Missing User Warnings

Medium
Confidence
93% confidence
Finding
The watchdog is documented as automatically repairing configuration, rolling back state, and restarting services unattended, yet the guide lacks a prominent warning that it can alter configuration and service availability without operator review. In this context, unattended rollback and restart logic increases the risk of unexpected outages, configuration loss, or recovery to stale states if detection logic is wrong.

Missing User Warnings

Medium
Confidence
88% confidence
Finding
The notification section lists third-party channels but does not warn that alert content may be transmitted to external services, potentially including operational details, hostnames, paths, or failure messages.

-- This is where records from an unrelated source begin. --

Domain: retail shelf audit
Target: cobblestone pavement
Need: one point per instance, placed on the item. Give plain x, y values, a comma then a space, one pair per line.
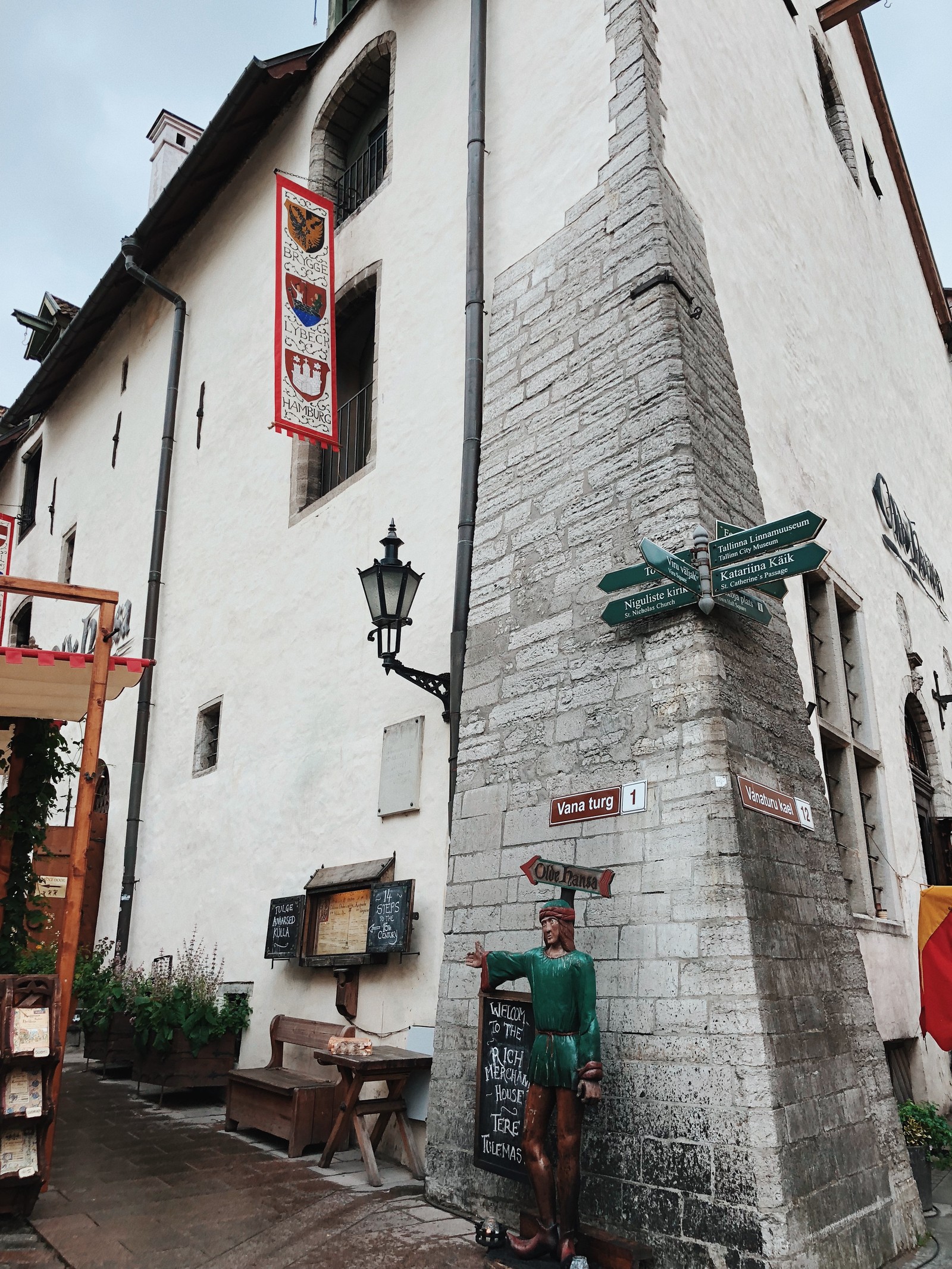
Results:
134, 1186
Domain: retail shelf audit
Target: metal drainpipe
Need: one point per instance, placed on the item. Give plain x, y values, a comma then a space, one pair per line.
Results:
155, 578
472, 384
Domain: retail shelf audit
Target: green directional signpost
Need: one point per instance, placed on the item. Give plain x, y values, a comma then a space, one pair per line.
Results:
648, 603
766, 538
784, 564
672, 566
721, 570
748, 606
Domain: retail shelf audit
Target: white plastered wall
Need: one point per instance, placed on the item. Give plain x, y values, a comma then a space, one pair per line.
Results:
270, 616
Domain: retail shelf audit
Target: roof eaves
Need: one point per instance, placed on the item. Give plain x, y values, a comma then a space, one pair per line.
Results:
239, 123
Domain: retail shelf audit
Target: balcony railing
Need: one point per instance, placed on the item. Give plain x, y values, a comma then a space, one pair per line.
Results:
362, 178
355, 437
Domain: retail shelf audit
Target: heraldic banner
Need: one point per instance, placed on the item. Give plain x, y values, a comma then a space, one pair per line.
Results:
305, 381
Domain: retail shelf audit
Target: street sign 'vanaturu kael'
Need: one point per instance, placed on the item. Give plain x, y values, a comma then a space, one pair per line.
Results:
659, 599
747, 604
672, 565
785, 564
593, 881
766, 538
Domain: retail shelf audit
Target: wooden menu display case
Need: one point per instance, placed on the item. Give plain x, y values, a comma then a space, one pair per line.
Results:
30, 1016
357, 915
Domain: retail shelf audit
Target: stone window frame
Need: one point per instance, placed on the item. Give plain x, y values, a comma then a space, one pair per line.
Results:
203, 711
327, 164
852, 763
835, 109
356, 287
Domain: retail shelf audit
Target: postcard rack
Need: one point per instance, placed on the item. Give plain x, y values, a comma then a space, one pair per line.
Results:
30, 1051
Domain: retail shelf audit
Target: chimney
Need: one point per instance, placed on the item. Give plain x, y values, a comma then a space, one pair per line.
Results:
173, 137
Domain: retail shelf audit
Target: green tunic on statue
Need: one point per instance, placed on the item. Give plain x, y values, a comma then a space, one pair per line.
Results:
563, 1000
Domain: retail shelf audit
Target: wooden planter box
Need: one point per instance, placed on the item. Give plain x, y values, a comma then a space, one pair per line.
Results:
178, 1069
112, 1047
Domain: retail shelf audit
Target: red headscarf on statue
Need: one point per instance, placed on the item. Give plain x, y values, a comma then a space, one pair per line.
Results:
565, 914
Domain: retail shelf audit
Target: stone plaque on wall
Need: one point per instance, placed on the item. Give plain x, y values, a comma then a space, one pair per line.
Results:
400, 764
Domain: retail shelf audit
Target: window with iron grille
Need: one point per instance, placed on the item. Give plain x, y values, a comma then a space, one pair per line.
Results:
206, 757
850, 745
21, 623
352, 139
31, 490
356, 329
365, 173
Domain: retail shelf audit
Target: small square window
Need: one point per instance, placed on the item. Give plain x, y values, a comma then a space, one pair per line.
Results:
206, 757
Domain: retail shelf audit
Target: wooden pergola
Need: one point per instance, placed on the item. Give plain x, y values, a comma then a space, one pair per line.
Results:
88, 768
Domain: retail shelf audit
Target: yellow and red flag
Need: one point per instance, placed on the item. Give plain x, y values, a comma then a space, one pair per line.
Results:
936, 964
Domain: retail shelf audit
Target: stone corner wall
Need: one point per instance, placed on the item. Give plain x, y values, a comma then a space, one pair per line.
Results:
748, 1117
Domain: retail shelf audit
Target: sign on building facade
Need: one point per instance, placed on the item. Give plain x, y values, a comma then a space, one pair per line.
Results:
305, 378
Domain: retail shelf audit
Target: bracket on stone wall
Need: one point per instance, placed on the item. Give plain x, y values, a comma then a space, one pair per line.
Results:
665, 278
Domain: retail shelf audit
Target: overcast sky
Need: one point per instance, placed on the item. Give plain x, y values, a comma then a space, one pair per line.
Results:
80, 85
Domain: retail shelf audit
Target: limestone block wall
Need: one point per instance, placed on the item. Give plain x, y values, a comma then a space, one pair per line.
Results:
748, 1116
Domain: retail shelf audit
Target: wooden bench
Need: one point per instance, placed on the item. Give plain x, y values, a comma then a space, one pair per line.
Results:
291, 1104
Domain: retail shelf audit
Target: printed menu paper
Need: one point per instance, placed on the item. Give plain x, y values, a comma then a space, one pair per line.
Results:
18, 1152
31, 1032
23, 1093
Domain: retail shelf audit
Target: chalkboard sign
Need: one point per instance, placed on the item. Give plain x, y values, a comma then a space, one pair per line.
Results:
286, 922
390, 923
507, 1032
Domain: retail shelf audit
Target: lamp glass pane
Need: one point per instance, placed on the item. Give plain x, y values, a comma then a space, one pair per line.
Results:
413, 581
393, 581
368, 580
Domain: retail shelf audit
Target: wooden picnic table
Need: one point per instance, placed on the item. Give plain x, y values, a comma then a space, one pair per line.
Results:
389, 1065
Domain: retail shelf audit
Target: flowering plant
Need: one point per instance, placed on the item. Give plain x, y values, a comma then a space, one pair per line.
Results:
187, 999
927, 1130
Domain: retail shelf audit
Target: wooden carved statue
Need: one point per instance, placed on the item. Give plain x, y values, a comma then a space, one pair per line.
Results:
565, 1070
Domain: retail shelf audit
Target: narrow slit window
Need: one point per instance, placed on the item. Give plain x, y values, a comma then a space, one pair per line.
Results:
69, 546
206, 756
871, 174
200, 416
835, 111
31, 491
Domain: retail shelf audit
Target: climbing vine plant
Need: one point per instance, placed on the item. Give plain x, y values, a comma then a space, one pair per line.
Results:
24, 817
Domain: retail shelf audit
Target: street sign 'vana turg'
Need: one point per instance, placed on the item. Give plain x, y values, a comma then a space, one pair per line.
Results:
716, 573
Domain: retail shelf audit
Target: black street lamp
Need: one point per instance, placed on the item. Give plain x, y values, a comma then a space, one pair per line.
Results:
390, 589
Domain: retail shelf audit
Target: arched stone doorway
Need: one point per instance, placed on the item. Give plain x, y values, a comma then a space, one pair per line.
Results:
934, 832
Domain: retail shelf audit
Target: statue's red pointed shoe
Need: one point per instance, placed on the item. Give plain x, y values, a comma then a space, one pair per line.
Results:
543, 1244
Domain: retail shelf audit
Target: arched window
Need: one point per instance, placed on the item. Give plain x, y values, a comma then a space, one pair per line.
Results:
934, 834
352, 141
835, 111
21, 623
315, 471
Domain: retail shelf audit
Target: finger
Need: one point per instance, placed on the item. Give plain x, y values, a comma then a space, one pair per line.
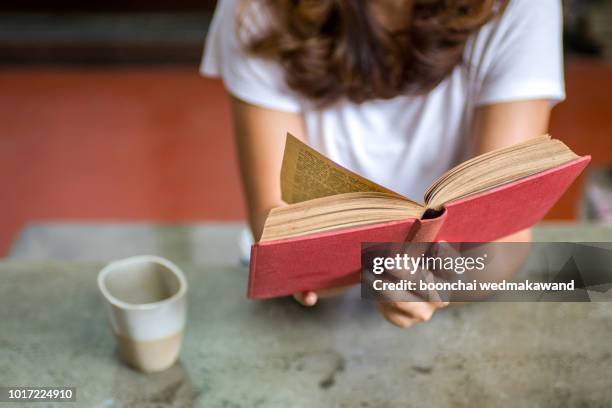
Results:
395, 317
306, 298
329, 292
420, 311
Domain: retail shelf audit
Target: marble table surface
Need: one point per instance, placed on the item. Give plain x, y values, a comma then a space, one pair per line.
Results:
240, 353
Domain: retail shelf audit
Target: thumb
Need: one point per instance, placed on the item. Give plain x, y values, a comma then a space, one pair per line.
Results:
306, 298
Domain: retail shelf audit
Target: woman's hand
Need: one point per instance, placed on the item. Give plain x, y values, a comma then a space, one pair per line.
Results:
406, 314
310, 298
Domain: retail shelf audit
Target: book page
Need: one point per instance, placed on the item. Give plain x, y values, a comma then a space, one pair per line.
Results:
307, 174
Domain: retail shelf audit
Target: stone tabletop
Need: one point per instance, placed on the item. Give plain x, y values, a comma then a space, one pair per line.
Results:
240, 353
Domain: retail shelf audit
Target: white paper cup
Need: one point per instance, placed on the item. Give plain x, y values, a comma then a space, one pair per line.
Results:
146, 302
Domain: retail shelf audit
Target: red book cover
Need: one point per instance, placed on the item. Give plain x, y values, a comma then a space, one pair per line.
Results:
333, 258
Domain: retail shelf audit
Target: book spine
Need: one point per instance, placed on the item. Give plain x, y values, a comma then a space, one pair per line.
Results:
252, 272
427, 230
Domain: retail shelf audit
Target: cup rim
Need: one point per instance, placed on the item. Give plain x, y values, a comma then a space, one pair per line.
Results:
141, 259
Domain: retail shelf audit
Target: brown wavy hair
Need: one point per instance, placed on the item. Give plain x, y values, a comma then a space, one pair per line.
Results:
331, 49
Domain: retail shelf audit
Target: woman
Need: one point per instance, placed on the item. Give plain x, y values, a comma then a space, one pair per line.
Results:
398, 91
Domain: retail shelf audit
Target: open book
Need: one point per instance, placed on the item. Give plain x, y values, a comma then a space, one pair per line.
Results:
315, 240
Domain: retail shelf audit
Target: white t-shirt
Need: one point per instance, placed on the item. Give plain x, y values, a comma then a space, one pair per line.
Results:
405, 143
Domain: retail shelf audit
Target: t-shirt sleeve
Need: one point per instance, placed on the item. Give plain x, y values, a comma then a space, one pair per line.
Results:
251, 79
523, 54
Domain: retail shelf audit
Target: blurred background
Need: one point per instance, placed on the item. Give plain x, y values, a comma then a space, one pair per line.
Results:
103, 116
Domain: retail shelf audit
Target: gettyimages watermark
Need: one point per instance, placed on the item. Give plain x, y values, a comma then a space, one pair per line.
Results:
498, 271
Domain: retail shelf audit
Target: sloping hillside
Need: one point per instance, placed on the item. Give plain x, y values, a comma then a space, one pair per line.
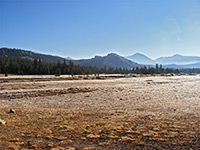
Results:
112, 60
18, 53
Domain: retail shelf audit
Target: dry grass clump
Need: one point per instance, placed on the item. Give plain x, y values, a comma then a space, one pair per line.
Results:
43, 93
49, 129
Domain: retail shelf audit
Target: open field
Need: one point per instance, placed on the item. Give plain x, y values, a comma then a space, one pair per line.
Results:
117, 113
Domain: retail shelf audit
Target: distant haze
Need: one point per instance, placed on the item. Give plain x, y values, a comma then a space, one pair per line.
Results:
83, 29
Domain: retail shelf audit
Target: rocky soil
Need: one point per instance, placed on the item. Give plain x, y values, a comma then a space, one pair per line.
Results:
56, 113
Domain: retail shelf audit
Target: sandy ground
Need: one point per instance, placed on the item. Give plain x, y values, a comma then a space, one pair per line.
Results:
122, 113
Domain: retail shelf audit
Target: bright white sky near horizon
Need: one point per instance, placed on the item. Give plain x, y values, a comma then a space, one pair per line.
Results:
85, 28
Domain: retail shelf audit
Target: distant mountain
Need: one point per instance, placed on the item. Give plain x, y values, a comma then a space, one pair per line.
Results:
18, 53
141, 59
111, 60
178, 60
175, 61
69, 58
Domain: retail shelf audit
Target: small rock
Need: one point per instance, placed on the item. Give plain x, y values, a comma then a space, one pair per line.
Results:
12, 111
14, 140
2, 122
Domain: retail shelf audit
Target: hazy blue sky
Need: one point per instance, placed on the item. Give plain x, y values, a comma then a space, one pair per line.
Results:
84, 28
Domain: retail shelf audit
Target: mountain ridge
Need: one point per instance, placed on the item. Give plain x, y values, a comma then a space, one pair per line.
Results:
168, 60
110, 60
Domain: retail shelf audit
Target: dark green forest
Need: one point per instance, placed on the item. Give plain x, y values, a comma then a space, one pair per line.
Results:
37, 67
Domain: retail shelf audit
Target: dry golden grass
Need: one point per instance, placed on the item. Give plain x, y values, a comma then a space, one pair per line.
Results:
106, 114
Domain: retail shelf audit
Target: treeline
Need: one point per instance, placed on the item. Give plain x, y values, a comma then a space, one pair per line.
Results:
37, 67
193, 70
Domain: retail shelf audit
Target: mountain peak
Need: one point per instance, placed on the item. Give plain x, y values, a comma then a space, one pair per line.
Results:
140, 58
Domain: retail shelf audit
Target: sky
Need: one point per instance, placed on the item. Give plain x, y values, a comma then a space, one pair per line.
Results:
85, 28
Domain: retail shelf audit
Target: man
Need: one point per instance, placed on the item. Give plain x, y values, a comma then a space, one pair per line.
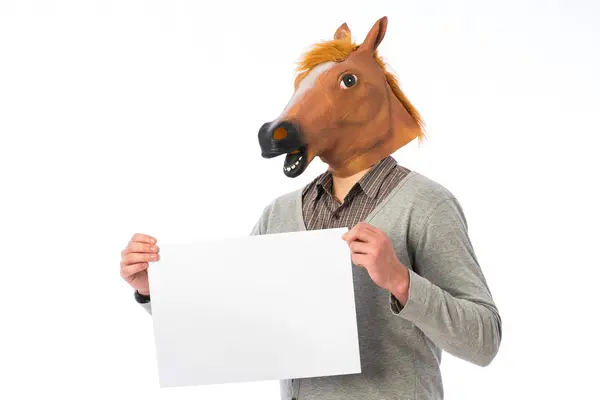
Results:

In an incident-response skill, this can unintentionally expose sensitive metadata outside the local environment.

Missing User Warnings

Medium
Confidence
95% confidence
Finding
The log cleaner is documented as deleting old logs and aggressively trimming session files, but the guide does not prominently warn about irreversible data loss or forensic impact. In a troubleshooting and recovery toolkit, removing or shrinking logs can destroy evidence needed for root-cause analysis, auditing, or rollback validation.

Missing User Warnings

Medium
Confidence
91% confidence
Finding
The rollback operation overwrites the current working configuration from a Git tag and, if the openclaw CLI is present, immediately stops and restarts the gateway without any confirmation prompt or dry-run safeguard. In an operational recovery script this may be intentional, but it still creates a meaningful safety/security risk: a mistaken invocation, wrong tag selection, or socially engineered command execution can cause configuration rollback, service interruption, and potentially re-enable older insecure settings.

Missing User Warnings

Medium
Confidence
93% confidence
Finding
The script performs destructive deletions and in-place modifications across logs, sessions, backups, memory files, lock files, and /tmp content, but the advertised --dry-run mode is only applied to rollback-backup cleanup. Most cleanup functions ignore dry_run entirely, so a user may reasonably expect a safe preview and instead trigger irreversible file loss. In a maintenance skill that encourages automated self-healing, this is especially risky because it is likely to be run unattended or with elevated trust.

VirusTotal

59/59 vendors flagged this skill as clean.